Averagine Since the isotope pattern changes with the composition of the peptide, it is unknown which pattern should be fitted. If we want to determine the monoisotopic mass from average mass, it's better to use a distribution of amino acids instead of assuming all amino acids have the same probability of occurrence. If we assume an average composition of an amino acid, then we can estimate the elemental composition of the peptide. Such an average amino acid, also called ‘averagine’, can be derived statistically from protein databases(Senko et. al, 1995): C4.94H7.76N1.36O1.48S0.04 , with an average mass of 111.1254 Da.
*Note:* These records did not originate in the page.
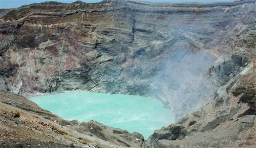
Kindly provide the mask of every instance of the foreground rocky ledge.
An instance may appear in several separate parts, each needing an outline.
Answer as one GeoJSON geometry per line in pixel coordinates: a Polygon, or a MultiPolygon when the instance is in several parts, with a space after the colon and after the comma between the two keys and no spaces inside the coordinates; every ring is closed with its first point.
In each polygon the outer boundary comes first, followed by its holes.
{"type": "Polygon", "coordinates": [[[25,96],[146,96],[180,117],[256,57],[256,7],[254,0],[23,6],[1,18],[0,88],[25,96]]]}
{"type": "Polygon", "coordinates": [[[253,148],[256,140],[256,59],[220,88],[213,102],[146,141],[91,121],[67,121],[23,97],[0,91],[1,147],[253,148]]]}
{"type": "Polygon", "coordinates": [[[256,7],[104,0],[1,11],[0,147],[253,147],[256,7]],[[170,77],[165,69],[177,63],[188,68],[170,77]],[[74,90],[150,96],[178,117],[209,103],[144,141],[63,120],[15,95],[74,90]]]}

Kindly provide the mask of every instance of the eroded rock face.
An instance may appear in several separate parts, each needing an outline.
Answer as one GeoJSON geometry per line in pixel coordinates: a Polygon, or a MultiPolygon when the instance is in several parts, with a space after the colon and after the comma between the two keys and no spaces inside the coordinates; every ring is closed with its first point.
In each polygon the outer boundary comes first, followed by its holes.
{"type": "Polygon", "coordinates": [[[146,140],[147,146],[253,147],[256,139],[255,64],[248,64],[220,88],[213,101],[156,130],[146,140]]]}
{"type": "Polygon", "coordinates": [[[181,117],[256,57],[255,6],[254,0],[24,6],[1,18],[1,79],[24,95],[86,90],[150,96],[181,117]]]}

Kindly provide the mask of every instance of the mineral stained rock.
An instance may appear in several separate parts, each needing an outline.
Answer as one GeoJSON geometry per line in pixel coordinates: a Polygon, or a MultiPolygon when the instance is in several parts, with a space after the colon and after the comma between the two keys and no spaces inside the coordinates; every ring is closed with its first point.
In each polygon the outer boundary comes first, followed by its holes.
{"type": "Polygon", "coordinates": [[[183,117],[145,140],[96,121],[63,120],[1,91],[0,146],[253,147],[256,10],[255,0],[48,2],[1,9],[0,89],[144,95],[183,117]]]}
{"type": "Polygon", "coordinates": [[[180,117],[256,57],[256,5],[255,0],[25,5],[1,16],[2,89],[24,96],[73,90],[141,95],[180,117]]]}

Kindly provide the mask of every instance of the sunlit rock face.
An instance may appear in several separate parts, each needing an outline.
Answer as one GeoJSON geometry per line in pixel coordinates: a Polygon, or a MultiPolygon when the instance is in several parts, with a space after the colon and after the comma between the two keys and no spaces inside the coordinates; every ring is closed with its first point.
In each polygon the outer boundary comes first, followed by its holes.
{"type": "Polygon", "coordinates": [[[80,122],[93,120],[130,133],[139,132],[145,139],[175,119],[159,100],[132,95],[69,92],[31,99],[64,119],[80,122]]]}
{"type": "Polygon", "coordinates": [[[1,18],[0,79],[23,95],[150,96],[180,117],[255,57],[255,7],[254,0],[24,6],[1,18]]]}

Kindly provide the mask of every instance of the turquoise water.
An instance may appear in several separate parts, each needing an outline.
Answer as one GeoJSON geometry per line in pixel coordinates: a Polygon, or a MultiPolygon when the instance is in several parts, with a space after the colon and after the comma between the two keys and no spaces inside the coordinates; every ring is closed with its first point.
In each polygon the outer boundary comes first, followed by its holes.
{"type": "Polygon", "coordinates": [[[68,120],[96,121],[112,127],[142,134],[174,121],[159,101],[145,97],[89,92],[70,92],[30,99],[39,106],[68,120]]]}

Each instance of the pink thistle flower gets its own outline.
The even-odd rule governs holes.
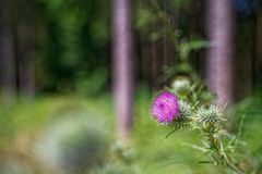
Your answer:
[[[170,123],[178,117],[178,99],[174,94],[164,91],[153,100],[152,114],[159,123]]]

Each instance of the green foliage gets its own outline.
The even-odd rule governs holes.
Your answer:
[[[39,0],[37,3],[41,20],[36,35],[36,78],[40,90],[75,91],[86,86],[83,80],[105,71],[108,74],[109,1]],[[105,85],[108,75],[102,79]],[[97,84],[97,89],[91,90],[103,85]]]

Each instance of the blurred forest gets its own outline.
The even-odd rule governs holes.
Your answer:
[[[181,148],[172,138],[159,145],[158,154],[157,147],[143,151],[166,134],[153,130],[155,125],[150,123],[152,94],[184,76],[203,79],[216,95],[216,102],[228,103],[236,115],[253,115],[247,119],[251,126],[246,129],[258,134],[243,137],[249,137],[250,156],[262,153],[260,0],[0,0],[0,174],[8,173],[4,170],[11,165],[20,171],[10,161],[23,161],[19,169],[26,166],[16,173],[43,172],[35,162],[38,157],[52,159],[50,165],[73,173],[81,173],[75,172],[79,166],[90,167],[92,157],[96,161],[93,173],[107,174],[115,167],[118,170],[112,173],[127,174],[213,172],[212,167],[196,166],[191,151],[186,151],[188,157],[174,167],[170,161],[156,164],[150,160],[152,166],[146,165],[148,159],[165,161],[165,148],[172,144]],[[67,119],[75,114],[87,125]],[[61,121],[58,115],[66,119]],[[108,124],[88,123],[96,119],[98,124]],[[231,120],[234,132],[239,117]],[[61,123],[61,129],[56,123]],[[114,158],[103,161],[100,156],[108,154],[99,148],[110,149],[115,126],[120,139],[133,138],[141,161],[118,148],[115,152],[121,154],[120,163],[114,163]],[[108,132],[114,135],[108,136]],[[151,134],[155,135],[148,140]],[[180,133],[178,137],[195,140],[194,134],[187,134],[189,138]],[[44,138],[37,142],[39,135]],[[90,135],[87,140],[84,135]],[[80,152],[70,153],[70,146],[59,151],[52,146],[56,140],[68,140]],[[36,154],[34,146],[41,149]],[[86,147],[87,152],[81,154]],[[53,157],[45,154],[50,149]],[[72,156],[72,161],[64,160]],[[253,163],[262,171],[261,154]],[[163,165],[168,165],[166,171],[159,170]]]
[[[158,77],[178,62],[179,49],[194,47],[179,48],[179,44],[207,40],[206,5],[202,0],[134,1],[133,62],[138,85],[159,87],[165,80]],[[250,94],[261,75],[261,10],[255,0],[234,0],[233,5],[231,66],[235,98],[239,100]],[[2,0],[3,94],[94,95],[108,90],[111,37],[110,1]],[[206,76],[206,48],[189,48],[189,61],[202,77]],[[168,73],[164,76],[168,77]]]

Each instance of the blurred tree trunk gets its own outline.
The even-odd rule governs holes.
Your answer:
[[[262,7],[258,10],[257,16],[257,60],[254,64],[255,77],[260,80],[262,77]]]
[[[120,140],[129,138],[133,115],[131,0],[112,1],[114,95]]]
[[[19,11],[19,84],[21,95],[35,94],[35,29],[34,0],[20,1]]]
[[[233,10],[229,0],[206,0],[206,80],[218,105],[233,103]]]
[[[11,102],[16,95],[12,0],[1,0],[0,3],[1,96],[5,102]]]

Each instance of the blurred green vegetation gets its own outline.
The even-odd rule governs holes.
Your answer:
[[[262,133],[261,99],[261,96],[254,95],[239,102],[235,109],[236,115],[247,115],[240,139],[246,142],[247,151],[245,153],[252,160],[258,171],[261,171],[262,165],[262,141],[260,140]],[[114,137],[115,115],[111,100],[109,94],[90,98],[78,96],[45,96],[34,101],[21,100],[13,105],[1,105],[0,173],[8,173],[2,172],[4,170],[24,170],[25,172],[23,173],[37,173],[37,171],[43,172],[48,170],[48,167],[40,162],[38,156],[35,154],[35,145],[37,144],[43,147],[50,146],[49,140],[52,137],[58,137],[57,135],[60,134],[59,129],[67,127],[67,122],[69,127],[71,127],[68,128],[68,130],[76,130],[80,133],[78,137],[86,135],[87,141],[85,146],[82,148],[79,147],[76,145],[78,141],[74,140],[78,137],[70,136],[71,133],[68,130],[62,134],[62,137],[67,138],[67,140],[64,138],[55,138],[55,140],[58,142],[61,140],[73,142],[69,144],[69,147],[66,146],[66,148],[71,147],[79,149],[80,151],[76,154],[83,154],[82,152],[86,151],[88,149],[87,147],[94,142],[93,140],[88,140],[92,139],[92,136],[90,137],[88,135],[93,134],[96,138],[103,138],[103,136],[99,136],[102,132],[106,137],[104,137],[100,142],[104,144],[104,140],[109,140],[109,144],[105,144],[106,147],[103,146],[105,150],[102,157],[103,161],[96,161],[94,156],[92,164],[86,165],[87,173],[165,174],[174,173],[174,171],[179,174],[221,173],[218,169],[214,169],[212,165],[198,163],[200,160],[198,152],[188,147],[189,144],[200,144],[200,137],[196,136],[196,133],[180,129],[165,139],[165,136],[171,129],[168,127],[157,127],[157,124],[150,115],[148,110],[152,94],[146,88],[140,88],[135,95],[135,124],[131,145],[127,148],[123,147],[123,149],[121,149],[121,146],[118,147],[115,141],[116,138]],[[71,116],[71,119],[69,119],[69,116]],[[81,123],[81,117],[85,117],[83,120],[84,124]],[[81,128],[78,130],[78,121],[80,121],[79,127],[82,127],[81,125],[88,127],[90,125],[93,127],[94,133],[90,130],[85,133],[85,130],[82,129],[82,134]],[[96,125],[94,122],[96,121],[103,124],[94,128],[94,125]],[[235,119],[233,123],[235,123],[234,125],[238,125],[239,120]],[[238,127],[235,128],[236,132],[237,128]],[[58,147],[64,148],[62,145],[63,144],[60,145],[61,147]],[[48,150],[48,148],[46,150]],[[51,152],[53,149],[50,148],[48,151]],[[57,153],[52,153],[52,156],[55,154]],[[81,157],[87,160],[84,154]],[[85,172],[78,172],[86,173],[86,170]]]

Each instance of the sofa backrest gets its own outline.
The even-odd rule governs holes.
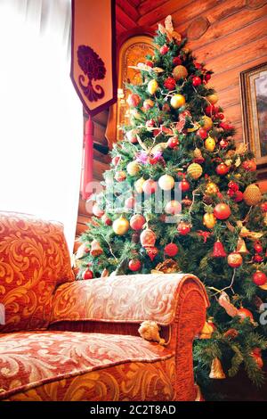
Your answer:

[1] Senko, Michael W., Steven C. Beu, and Fred W. McLaffertycor. "Determination of monoisotopic masses and ion populations for large biomolecules from resolved isotopic distributions." Journal of the American Society for Mass Spectrometry 6.4 (1995): 229-233. Based on averagine compositions one can compute the isotope patterns for any given mass. To obtain a model molecular formula, the number of averagine units in a molecule is determined from the average molecular mass, and then this number is multiplied by the number of atoms of each element in an averagine residue. Because calculation of the theoretical isotopic profile requires integral numbers of atoms, the values obtained for C, N, 0, and S are rounded to the nearest integer and the final average molecular mass is corrected by adjustment of the number of Hs. Rounding errors induced by the addition or subtraction of half a C, N, 0, or S and numerous Hs do not shift the isotopic distribution a significant amount.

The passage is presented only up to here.